Il romeno scappò e non fu possibile nemmeno sapere se fosse stato ubriaco o no.
Ho incontrato questa donna ieri mattina e ho visto una forza pazzesca.
Al collo indossa la catenina con stampata la foto del figlio. La custodia del telefono ha impressa l’immagine di suo figlio. Ogni mattina e ogni sera questa donna va in cimitero perché per lei è come fargli il letto, mi ha detto. Se non lo fa si sente in colpa.

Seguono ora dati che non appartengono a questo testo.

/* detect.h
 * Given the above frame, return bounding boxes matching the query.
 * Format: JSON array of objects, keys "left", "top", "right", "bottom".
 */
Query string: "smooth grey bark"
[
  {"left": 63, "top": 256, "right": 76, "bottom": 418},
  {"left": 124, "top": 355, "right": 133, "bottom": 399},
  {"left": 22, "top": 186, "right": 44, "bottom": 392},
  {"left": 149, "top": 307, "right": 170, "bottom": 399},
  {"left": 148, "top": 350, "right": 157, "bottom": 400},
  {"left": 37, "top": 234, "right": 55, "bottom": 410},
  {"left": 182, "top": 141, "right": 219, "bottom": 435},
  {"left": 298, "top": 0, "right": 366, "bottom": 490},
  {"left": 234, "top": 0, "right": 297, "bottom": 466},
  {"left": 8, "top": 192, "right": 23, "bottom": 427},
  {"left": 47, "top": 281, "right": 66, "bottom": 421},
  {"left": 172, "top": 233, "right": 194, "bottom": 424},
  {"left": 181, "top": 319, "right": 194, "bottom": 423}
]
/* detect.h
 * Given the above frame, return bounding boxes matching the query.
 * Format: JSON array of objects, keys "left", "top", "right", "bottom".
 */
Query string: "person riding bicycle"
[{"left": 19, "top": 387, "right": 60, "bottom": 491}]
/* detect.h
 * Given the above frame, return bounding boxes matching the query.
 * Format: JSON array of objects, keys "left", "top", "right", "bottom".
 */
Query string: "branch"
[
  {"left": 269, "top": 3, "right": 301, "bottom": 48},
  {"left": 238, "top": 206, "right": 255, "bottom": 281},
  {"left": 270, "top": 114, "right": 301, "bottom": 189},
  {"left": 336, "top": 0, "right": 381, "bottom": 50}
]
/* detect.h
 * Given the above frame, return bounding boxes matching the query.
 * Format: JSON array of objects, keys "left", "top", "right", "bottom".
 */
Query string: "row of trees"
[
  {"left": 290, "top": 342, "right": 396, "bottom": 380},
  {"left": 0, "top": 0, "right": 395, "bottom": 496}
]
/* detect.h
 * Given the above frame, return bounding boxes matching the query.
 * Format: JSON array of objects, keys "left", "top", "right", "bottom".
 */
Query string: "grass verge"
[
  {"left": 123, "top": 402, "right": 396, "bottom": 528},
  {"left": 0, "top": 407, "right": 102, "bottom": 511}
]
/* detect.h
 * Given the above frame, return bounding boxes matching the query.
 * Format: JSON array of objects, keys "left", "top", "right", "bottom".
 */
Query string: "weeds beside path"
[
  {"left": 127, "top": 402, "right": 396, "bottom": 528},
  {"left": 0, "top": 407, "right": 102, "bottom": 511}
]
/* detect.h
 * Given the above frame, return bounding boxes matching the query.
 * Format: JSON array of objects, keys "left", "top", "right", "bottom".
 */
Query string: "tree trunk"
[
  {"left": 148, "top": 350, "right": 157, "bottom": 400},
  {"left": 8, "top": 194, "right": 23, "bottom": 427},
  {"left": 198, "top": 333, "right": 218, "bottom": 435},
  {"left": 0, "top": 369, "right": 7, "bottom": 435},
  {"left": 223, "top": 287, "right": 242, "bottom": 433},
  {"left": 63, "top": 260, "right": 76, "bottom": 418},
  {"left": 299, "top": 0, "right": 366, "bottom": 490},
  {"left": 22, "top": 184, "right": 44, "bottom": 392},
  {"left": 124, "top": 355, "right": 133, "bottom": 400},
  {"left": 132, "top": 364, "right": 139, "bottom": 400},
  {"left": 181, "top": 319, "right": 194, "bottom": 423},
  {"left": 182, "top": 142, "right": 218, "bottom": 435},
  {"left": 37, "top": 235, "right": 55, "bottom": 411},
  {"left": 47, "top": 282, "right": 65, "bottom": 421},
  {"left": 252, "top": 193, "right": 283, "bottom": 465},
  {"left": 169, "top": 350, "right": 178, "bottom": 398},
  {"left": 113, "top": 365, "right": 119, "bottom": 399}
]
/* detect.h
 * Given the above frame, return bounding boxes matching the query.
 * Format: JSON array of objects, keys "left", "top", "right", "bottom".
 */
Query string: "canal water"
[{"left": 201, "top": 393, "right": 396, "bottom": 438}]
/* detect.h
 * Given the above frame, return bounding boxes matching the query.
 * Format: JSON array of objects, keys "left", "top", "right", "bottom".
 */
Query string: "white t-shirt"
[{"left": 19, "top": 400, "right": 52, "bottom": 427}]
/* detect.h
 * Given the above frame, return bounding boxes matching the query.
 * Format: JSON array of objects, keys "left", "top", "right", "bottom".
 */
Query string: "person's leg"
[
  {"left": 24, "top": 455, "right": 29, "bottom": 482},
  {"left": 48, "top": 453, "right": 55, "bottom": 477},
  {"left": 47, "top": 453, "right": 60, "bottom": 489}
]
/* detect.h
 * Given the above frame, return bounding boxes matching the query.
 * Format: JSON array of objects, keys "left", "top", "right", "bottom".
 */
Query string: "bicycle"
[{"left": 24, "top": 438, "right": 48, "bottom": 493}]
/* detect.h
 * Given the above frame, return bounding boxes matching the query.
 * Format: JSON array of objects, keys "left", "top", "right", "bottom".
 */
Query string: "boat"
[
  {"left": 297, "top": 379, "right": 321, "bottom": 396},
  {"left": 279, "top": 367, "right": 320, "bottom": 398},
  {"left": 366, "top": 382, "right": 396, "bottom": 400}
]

Da quando è morto il figlio sta conducendo una battaglia pazzesca. Portata avanti con una forza che non so nemmeno dove trova. È granitica. Fiera. Dura. Piange di nascosto, non si fa vedere. Alle unghie indossa uno smalto viola. In tinta con la maglietta. Le labbra disegnano un rossetto altrettanto in tinta. Che stupenda medicina sono i colori quando dentro muori. Che stupenda medicina è fare qualcosa per gli altri quando speri di cambiare le cose. Ma le cose in Italia non cambiano. Per farle cambiare ci vuole sempre il morto. E nemmeno basta. Questa donna si trova costretta a vivere accanto all’assassino di suo figlio.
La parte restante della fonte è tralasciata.